Meir Friedman, comme tous les Juifs de par le monde, priait à la synagogue ce jour de Kippour 1973 quand un camion de Tsahal s’arrêta devant le bâtiment et le réquisitionna pour la guerre qui venait d’éclater. Quelques minutes plus tard, au lieu de continuer à se concentrer sur les mots de la prière, il se retrouva dans un tank qui roulait à vive allure vers le sud du pays, vers le champ de bataille.
La guerre fut terrible. De nombreux soldats tombaient sous les tirs nourris de l’armée égyptienne ; le manque de préparation des forces israéliennes était flagrant. Les premiers jours de la guerre furent vécus comme un véritable cauchemar, sans aucune notion du temps, sans approvisionnement cohérent, sans moyens de communication. Le moral était au plus bas mais la fête de Souccot approchait et Meir s’inquiétait : comment pourrait-il se procurer les Quatre Espèces ? Certainement sa famille était en train de remuer ciel et terre pour les lui faire parvenir malgré les circonstances.
Effectivement, le second jour de Souccot, il reçut enfin les Quatre Espèces qu’il aurait tant aimé recevoir la veille : dès qu’il put les tenir dans ses mains, il prononça les bénédictions avec une ferveur qu’il ne se connaissait pas : «Béni sois-Tu, D.ieu,… qui nous a fait vivre, exister et parvenir à ce jour !» Maintenant il comprenait vraiment le sens de cette bénédiction !
Son régiment avait traversé le Canal de Suez ; les soldats campaient face à la ville d’Ismaïlia et étaient en permanence exposés aux tirs ennemis. Entre deux explosions, Meir pensait à ses parents probablement attablés dans la Soucca, une Mitsva qu’il ne pourrait sans doute pas accomplir cette année… Mais il était Loubavitch et il ne laisserait pas la tristesse l’envahir : il fallait agir et, en l’occurrence, cela impliquait de permettre aux autres soldats à côté de lui d’accomplir la Mitsva de Souccot. D’un bond, il se leva, armé seulement de son Loulav et de l’Etrog : ses camarades s’étaient déjà habitués à lui et à son sourire : ils acceptèrent volontiers de réciter les bénédictions et de secouer – délicatement – les Quatre Espèces. Nombreux étaient ceux qui essuyaient discrètement une larme en prononçant la prière de Chéhé’héyanou.
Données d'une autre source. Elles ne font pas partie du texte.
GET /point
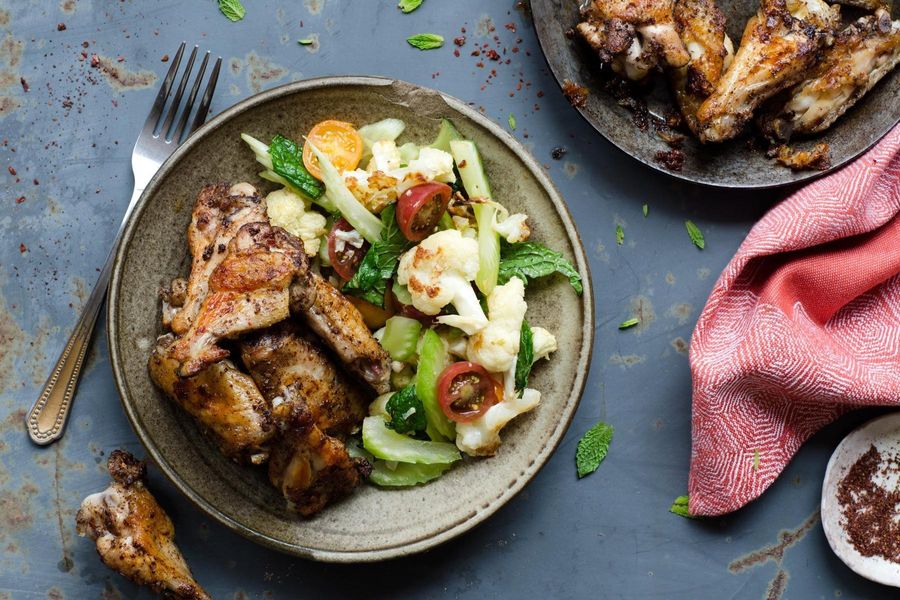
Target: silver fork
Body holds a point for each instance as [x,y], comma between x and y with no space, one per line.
[158,140]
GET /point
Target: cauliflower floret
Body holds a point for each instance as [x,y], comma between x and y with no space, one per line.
[288,211]
[481,437]
[495,347]
[513,228]
[437,272]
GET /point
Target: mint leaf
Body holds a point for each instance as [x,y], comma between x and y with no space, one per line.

Puis il décida que ses autres camarades, ceux qui étaient dans le tank à côté, méritaient eux aussi de se rendre quitte de la Mitsva. D’un pas décidé, il franchit les deux cents mètres qui les séparaient et s’écria : «‘Hag Saméa’h ! Joyeuse fête !»
Le commandant du tank le reprit vertement : «Joyeuse quoi ?»
Meir savait que cet officier venait d’un Kibboutz laïc, peu porté sur le judaïsme mais persista : «C’est Souccot aujourd’hui ! J’ai réussi à me procurer un Loulav et un Etrog ! Venez, vous et vos hommes réciter les bénédictions dans mon tank !»
Dans d’autres circonstances, l’homme se serait moqué et l’aurait même injurié. Mais, après tout, ils étaient ici frères d’armes et il se devait de répondre «amicalement» : «Où te crois-tu donc ? Dans une synagogue ? Ne vois-tu pas ce qui se passe autour de nous ? Ne reste pas là, tu risques ta vie à tout moment ! Ici, il n’y a ni fête ni joie ! Non ! Ce n’est vraiment pas le moment !»
Meir souriait et insistait : «Venez avec vos hommes ! C’est Souccot aujourd’hui, ne soyez pas si négatif ! Cela ne prend que quelques minutes et ce sera une occasion d’être ensemble !»
Finalement, l’homme accepta et appela tout l’équipage du tank à le suivre pour célébrer la fête dans le tank voisin.
A peine avait-il saisi le Loulav qu’une violente explosion retentit. Les soldats qui s’étaient attroupés autour de Meir se retournèrent instantanément et ne purent en croire leurs yeux : une épaisse colonne de fumée s’élevait du tank qu’ils venaient de quitter et d’autres explosions suivirent, indiquant que les nombreuses munitions qu’ils avaient stockées ajoutaient au vacarme ambiant et auraient pu les déchiqueter tous, à D.ieu ne plaise !
Le commandant fut le premier à réagir et à serrer Meir dans ses bras : «Merci ! Merci pour ton Loulav ! Ton Loulav nous a sauvé la vie !»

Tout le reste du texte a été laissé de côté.